Sembra quindi che Karl Marx avesse ragione nel sostenere che la globalizzazione, l’intermediazione finanziaria fuori controllo e la ridistribuzione del reddito e della ricchezza dal lavoro al capitale potrebbero portare il capitalismo all’autodistruzione (la sua idea che il socialismo sarebbe stato migliore si è invece rivelata errata). Le aziende stanno tagliando posti di lavoro a causa di un’insufficiente domanda finale. Ma tagliare posti di lavoro riduce il reddito dei lavoratori, aumenta la diseguaglianza e diminuisce la domanda finale.
Le recenti manifestazioni di massa, dal Medio Oriente a Israele fino al Regno Unito, e la crescente paura in Cina – e ben presto in altre economie avanzate e nei mercati emergenti – sono tutte spinte dalle stesse problematiche e tensioni: diseguaglianza, povertà, disoccupazione e disperazione. Anche i ceti medi del mondo stanno provando le ristrettezze economiche legate alla riduzione di reddito e opportunità.

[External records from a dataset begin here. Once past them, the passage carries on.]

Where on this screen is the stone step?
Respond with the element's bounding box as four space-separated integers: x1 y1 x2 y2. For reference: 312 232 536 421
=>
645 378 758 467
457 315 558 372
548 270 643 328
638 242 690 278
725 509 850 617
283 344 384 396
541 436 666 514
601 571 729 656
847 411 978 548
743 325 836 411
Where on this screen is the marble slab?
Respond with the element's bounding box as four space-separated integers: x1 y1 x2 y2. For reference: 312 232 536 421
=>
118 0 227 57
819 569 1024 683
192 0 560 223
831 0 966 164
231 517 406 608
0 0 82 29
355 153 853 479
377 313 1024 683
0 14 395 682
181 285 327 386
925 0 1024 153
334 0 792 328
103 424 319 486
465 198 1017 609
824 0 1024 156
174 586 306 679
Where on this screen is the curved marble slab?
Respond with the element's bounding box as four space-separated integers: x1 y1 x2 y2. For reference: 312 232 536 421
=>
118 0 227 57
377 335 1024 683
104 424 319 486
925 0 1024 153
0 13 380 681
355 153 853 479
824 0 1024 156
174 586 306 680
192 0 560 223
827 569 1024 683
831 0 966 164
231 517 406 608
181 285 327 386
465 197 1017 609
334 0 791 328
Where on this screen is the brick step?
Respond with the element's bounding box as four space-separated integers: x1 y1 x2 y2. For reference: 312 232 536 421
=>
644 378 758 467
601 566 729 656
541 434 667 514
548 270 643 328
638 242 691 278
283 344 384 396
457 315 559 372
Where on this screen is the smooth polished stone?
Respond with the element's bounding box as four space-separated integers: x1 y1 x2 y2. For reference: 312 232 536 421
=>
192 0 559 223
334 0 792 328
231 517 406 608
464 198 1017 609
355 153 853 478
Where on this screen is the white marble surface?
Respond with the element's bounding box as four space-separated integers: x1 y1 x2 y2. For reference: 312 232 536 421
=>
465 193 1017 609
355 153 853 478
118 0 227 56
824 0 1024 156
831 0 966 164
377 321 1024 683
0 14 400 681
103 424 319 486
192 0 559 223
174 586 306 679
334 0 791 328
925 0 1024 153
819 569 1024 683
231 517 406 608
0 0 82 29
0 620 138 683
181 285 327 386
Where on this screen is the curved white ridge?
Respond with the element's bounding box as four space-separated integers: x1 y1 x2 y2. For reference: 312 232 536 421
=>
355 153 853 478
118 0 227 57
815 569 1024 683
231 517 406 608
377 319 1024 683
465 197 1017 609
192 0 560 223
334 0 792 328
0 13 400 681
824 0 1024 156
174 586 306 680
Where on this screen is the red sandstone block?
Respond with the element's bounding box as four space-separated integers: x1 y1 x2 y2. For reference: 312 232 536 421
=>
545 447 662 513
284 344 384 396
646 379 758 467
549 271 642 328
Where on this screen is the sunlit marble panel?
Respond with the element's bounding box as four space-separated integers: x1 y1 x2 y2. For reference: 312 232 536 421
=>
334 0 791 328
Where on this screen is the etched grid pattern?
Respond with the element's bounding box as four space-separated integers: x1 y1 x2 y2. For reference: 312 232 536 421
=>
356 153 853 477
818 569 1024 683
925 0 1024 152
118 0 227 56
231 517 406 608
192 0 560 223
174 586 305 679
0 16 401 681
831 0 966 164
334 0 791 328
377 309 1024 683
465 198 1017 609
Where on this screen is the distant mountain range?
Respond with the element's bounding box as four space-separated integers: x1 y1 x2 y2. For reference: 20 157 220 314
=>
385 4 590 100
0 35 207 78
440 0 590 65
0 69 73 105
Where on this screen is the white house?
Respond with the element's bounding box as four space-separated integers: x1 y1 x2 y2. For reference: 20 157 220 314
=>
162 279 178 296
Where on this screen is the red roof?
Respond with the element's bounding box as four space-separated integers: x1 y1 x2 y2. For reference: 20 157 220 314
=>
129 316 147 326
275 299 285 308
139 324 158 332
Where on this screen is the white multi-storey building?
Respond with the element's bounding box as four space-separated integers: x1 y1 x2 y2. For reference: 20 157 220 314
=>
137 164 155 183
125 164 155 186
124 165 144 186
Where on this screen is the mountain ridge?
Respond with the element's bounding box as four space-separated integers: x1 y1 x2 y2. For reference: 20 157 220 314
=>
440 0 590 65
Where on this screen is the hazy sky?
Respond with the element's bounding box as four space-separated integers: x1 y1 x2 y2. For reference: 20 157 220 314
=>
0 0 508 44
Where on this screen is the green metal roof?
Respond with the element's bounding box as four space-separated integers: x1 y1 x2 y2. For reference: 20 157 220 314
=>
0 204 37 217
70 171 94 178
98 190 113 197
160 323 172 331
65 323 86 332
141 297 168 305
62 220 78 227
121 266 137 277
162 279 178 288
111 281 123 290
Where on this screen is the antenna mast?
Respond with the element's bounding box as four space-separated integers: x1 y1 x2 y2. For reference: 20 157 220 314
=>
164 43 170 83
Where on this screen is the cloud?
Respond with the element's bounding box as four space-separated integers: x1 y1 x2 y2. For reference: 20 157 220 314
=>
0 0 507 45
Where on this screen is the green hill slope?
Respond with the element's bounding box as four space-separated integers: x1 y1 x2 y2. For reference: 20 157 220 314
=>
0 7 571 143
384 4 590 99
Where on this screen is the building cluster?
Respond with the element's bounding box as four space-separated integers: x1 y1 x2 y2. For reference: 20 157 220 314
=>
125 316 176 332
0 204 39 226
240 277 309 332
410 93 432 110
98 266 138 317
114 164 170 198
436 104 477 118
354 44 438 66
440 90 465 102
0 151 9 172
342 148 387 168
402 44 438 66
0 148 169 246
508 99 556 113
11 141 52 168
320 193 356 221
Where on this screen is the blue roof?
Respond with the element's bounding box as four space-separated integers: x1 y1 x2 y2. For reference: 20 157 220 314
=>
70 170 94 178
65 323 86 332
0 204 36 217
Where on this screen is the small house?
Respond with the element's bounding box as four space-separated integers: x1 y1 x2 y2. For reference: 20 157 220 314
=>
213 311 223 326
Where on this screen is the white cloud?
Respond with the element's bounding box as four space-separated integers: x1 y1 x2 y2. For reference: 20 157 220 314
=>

Per consentire alle economie orientate al mercato di funzionare nel modo corretto, dobbiamo ritornare al giusto equilibrio tra mercati e fornitura di beni pubblici. Ciò significa abbandonare il modello anglosassone del laissez-faire e dell’economia-vodoo e il modello dell’Europa continentale di welfare state (o Stato del benessere) spinto dal deficit. Entrambi i modelli sono risultati fallimentari.
Il giusto equilibrio richiede oggi la creazione di posti di lavoro, in parte mediante nuovi stimoli fiscali volti a incentivare le infrastrutture. Serve altresì una maggiore tassazione progressiva, maggiori stimoli fiscali nel breve periodo attraverso una disciplina fiscale nel medio e nel lungo periodo, l’appoggio di un prestatore di ultima istanza da parte delle autorità monetarie per prevenire rovinose corse agli sportelli, una riduzione del peso debitorio per le famiglie insolventi e altri agenti economici in difficoltà, nonché supervisione e regolamentazione più severe per combattere un sistema finanziario fuori controllo, mettendo fine a banche troppo grandi per fallire e a imprese oligopolistiche.
Nel tempo le economie avanzate dovranno investire in capitale umano, competenze e reti di sicurezza sociale per aumentare la produttività e consentire ai lavoratori di competere, essere flessibili e vivere bene in un’economia globalizzata. Come negli anni 30, le alternative sono stagnazione, depressione, guerre valutarie e commerciali, controlli sui capitali, crisi finanziarie, insolvenze sovrane, instabilità sociale e politica.